Getting the Pay Raise You Deserve, Part I

It’s been an interesting couple of weeks to be a professor. March 23 there was the guy from the Washington Post, who proceeds from the basic assumption that professors are overpaid and underworked. A lot of people responded (call for the Day of Higher Ed, Aeron Haynie’s good response), and their responses are valid and important, but if you pair his editorial with news from the Chronicle of Higher Education yesterday, reporting on faculty salaries, the bleak picture suddenly gets sunny for the UW Colleges:

The Washington Post guy isn’t talking about us. He can’t be.

He mentions salaries that are almost $30,000 more than ours, for faculty at a two-year school where scholarship and research aren’t listed as part of their responsibilities. (Their teaching load seems higher, but one class might just about equal the time we’re asked to spend on professional development, at least as we work toward tenure or try to stay competitive in the merit pay pool—oh, wait. There hasn’t been money attached to merit ratings for something like eight years.)

He imagines faculty are capable of spending 20 hours in the classroom (approximately six classes) as opposed to the UW Colleges typical 12 (typically 4 classes) and then getting all the class prep and grading done in another 20 hours a week. I know he’s not talking about us at this point-—that only works if faculty are delivering lectures they’ve delivered before, for classes they’ve taught multiple times before, assessing assignments that are not writing-intensive (maybe he’s imagining multiple-choice tests graded by scan-tron or given online), spending no time on course evaluation or innovation. That’s not us.

He seems to think we take a month off between semesters (I do usually manage to take a week off then), don’t work on spring break (most of us do), and he imagines us lying on the beach on “summer vacation from mid-May until September.” I don’t work full-time during the summer, but I work a lot.

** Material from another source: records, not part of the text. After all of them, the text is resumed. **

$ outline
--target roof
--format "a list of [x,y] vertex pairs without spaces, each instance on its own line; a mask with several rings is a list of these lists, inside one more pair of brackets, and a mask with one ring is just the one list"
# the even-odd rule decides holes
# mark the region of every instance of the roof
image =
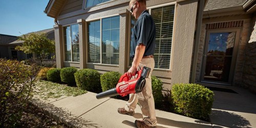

He says that “faculty salaries now mirror those of most upper-middle-class Americans working 40 hours for 50 weeks,” but ours don’t, not in the UW Colleges. And most executives I know get more than 2 weeks of vacation.

THE LUXURY OF IMPROVING OUR LOT

Along with the Washington Post guy’s bad math comes the Chronicle of Higher Ed’s survey of faculty salaries.

Relative to faculty at other two-year institutions, we’re simply not overpaid. For example, I’m a full professor, and I’ve been teaching at UW-Richland for 20 years. My salary is about $5,000 below the $62,000 average for full professors, and that average is in the bottom 25th percentile for salaries at 2-year institutions. “Far below the median,” the Chronicle says. I’m relatively comfortable sharing my salary because it’s available online if you’re on a UW System computer, and available through the mail otherwise. (I think it ought to be online for everyone—I think it used to be. Besides, I’m a public employee. Taxpayers and tuition payers do pay my salary, and many of them, if you look at numbers people throw around when they talk about faculty salaries, think I make a lot more than I do.)

Relative is the key word—-if someone’s out of work, having a job at all seems immeasurably bountiful. If someone has work but not benefits, having a job with decent benefits (even if we’re paying more for them now), sounds terrific. If someone works for a company (or state) who raided pensions already, our nervousness about future raiding might seem almost quaint since, at the moment, the Wisconsin retirement system is sound. Even inside academia, being a tenured faculty member, or even tenure-track, is a position of relative privilege, given how many highly qualified professionals are scrambling to line up as many sections a semester as they can. Those of us with tenure do have something precious—-a measure of security in an insecure economy (although tenure is being starved by neglect, with fewer and fewer new tenure track positions all the time, and tenure is ultimately as vulnerable to changes in legislation as collective bargaining rights–and I don’t think people would show up in the tens of thousands to protest on our behalf if tenure went away). It is all too easy to come across as whining, and something like “I had to spend an hour on the phone getting my insurance coverage worked out today” can come across as ingratitude, a classic First World Problem.

In that context, it is a luxury to consider what changes we could make to improve our lot. But you know what? A lot of us in academia do have that luxury, especially those of us with tenure.

TRUTH AND CONSEQUENCES
Pay raises are possible, even in these budget-cutting times. You can engineer your own, without talking to administrators or legislators or resorting to crime. “Well, it’s happened,” you’re saying to yourself. “Marnie’s gone all the way around the bend.” No, not this time. You can raise your earnings very simply—

Raise your hourly wage by working fewer hours.

(Coming tomorrow in Part II, I’ll tell you how.)

4 responses to “Getting the Pay Raise You Deserve, Part I

  1. I eagerly await the second installment!

  2. Looking forward to the second part. As always, I’m humbled by your equanimity.

  3. “consider this an example of how budget cuts have begun to affect academic quality.” I am in favor of your new mantra.

  4. Mrs. D.,

    Any of the SC state employee whose salaries are $50,000 or more a year are available for public viewing on The State newspaper’s website, TheState.com. I was surprised when I found this a few years back. I always thought that salaries were confidential information, but evidentally, they are not.